Interjected warning: appendage spoiler five paragraphs hence!
“The film is probably 90% accurate to the graphic novel, and I’m not sure this is a good thing. Fear of the fanboys may have done them in. With no flexibility to explore the characters and scenes, much of the film is a rote viewing experience. No ramping up or down of character development, suspense or action. It’s simply ‘next’, ‘next’ and ‘next’ — like clicking through a viewfinder.

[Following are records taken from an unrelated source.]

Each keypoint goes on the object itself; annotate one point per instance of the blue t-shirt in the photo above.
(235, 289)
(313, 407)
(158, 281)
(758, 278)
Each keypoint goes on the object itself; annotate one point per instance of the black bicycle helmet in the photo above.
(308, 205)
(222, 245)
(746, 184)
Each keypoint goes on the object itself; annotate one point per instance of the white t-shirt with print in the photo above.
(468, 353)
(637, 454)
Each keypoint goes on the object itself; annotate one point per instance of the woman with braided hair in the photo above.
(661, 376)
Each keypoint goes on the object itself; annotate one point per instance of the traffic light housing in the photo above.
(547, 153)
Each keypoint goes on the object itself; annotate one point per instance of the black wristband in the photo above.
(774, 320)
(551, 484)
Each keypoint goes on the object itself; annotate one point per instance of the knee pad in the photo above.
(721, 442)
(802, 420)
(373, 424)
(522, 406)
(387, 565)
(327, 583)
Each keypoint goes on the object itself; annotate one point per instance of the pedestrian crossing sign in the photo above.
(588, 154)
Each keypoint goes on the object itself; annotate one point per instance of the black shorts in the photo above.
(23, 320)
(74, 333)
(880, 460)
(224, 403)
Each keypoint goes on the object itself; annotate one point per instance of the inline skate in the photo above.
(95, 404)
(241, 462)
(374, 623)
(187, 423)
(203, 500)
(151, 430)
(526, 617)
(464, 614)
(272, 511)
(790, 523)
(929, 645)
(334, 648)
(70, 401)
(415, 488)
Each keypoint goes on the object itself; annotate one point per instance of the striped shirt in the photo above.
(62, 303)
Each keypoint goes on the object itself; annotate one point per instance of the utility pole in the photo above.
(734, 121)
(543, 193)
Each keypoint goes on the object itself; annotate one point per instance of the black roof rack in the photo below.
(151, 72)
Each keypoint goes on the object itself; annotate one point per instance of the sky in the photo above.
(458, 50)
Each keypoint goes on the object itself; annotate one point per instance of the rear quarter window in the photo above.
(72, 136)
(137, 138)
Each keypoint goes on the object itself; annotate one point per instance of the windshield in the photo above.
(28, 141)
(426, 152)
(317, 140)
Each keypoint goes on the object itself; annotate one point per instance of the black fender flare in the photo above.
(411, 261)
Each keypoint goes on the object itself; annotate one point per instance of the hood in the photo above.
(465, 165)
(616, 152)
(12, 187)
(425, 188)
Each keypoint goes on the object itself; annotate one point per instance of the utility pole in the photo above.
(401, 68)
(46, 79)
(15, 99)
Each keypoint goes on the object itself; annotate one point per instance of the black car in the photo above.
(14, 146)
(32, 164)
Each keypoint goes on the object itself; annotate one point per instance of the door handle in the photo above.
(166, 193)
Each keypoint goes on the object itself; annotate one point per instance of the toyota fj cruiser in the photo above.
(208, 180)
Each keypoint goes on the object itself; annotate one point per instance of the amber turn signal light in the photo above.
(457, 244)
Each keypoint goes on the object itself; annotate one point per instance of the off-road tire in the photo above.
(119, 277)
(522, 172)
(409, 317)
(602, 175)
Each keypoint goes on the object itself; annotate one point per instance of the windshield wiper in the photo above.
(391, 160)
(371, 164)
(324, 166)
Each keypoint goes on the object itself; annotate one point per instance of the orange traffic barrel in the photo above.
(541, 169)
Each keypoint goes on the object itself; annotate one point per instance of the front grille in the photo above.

“Look, the graphic novel has some real thought to it and probably the only positive from the rote almost faithful adaptation was that Snyder wasn’t able to completely remove some of the larger themes embedded within the crazy (sometimes cool) world of the Watchmen. Having read the graphic novel and its disjointed narrative, I understood this was always going to be a difficult adaptation into a cohesive narrative, one that would plant its antagonist flag early on the horizon and then work its way to that mark, but the filmmakers don’t even try here.
“Nor did they embrace the reflexive joy that can spring forth from a disjointed narrative. There’s some meat on the bone at the end of the film which lends itself to lingering thought (a classic ‘sacrifice the few for the many’ dilemma); yet even this is undercut by a weird final scene between the love interests. Are we supposed to be contemplating this classic dilemma or are we expected to feel warm and fuzzy because Akerman and Patrick Wilson‘s Nite Owl still get to play house?
“There were certainly no cheers at the end. About 80% of the audience rushed out of the theatre the second the credits began; minimal congregating outside. I did come across a group of three 20-something guys, holding their free give-away Watchmen posters, seemingly doing their best to talk themselves into liking the film.
“I almost don’t want to spoil this for you, but there’s a lot of blue penis in this film. Sadly, I’d say this was one of the few surprises and entertaining parts of the entire experience. It’s not everyday that a mainstream Hollywood movie flashes blue Johnson!
“Who am I? A regular moviegoer who sees anywhere between 85 to 100 films per year. I’m down with popcorn fare when it at least tries or knows it’s silly, but I also do my best to seek out foreign and independent fare. I liked the Bourne series, Dark Knight, first two X-Men. However, I hated 300 (a 2-hour long video game-slash-slow motion campfest). I appreciated the Watchmen graphic novel but was ultimately bored by its jagged and stiff storytelling.”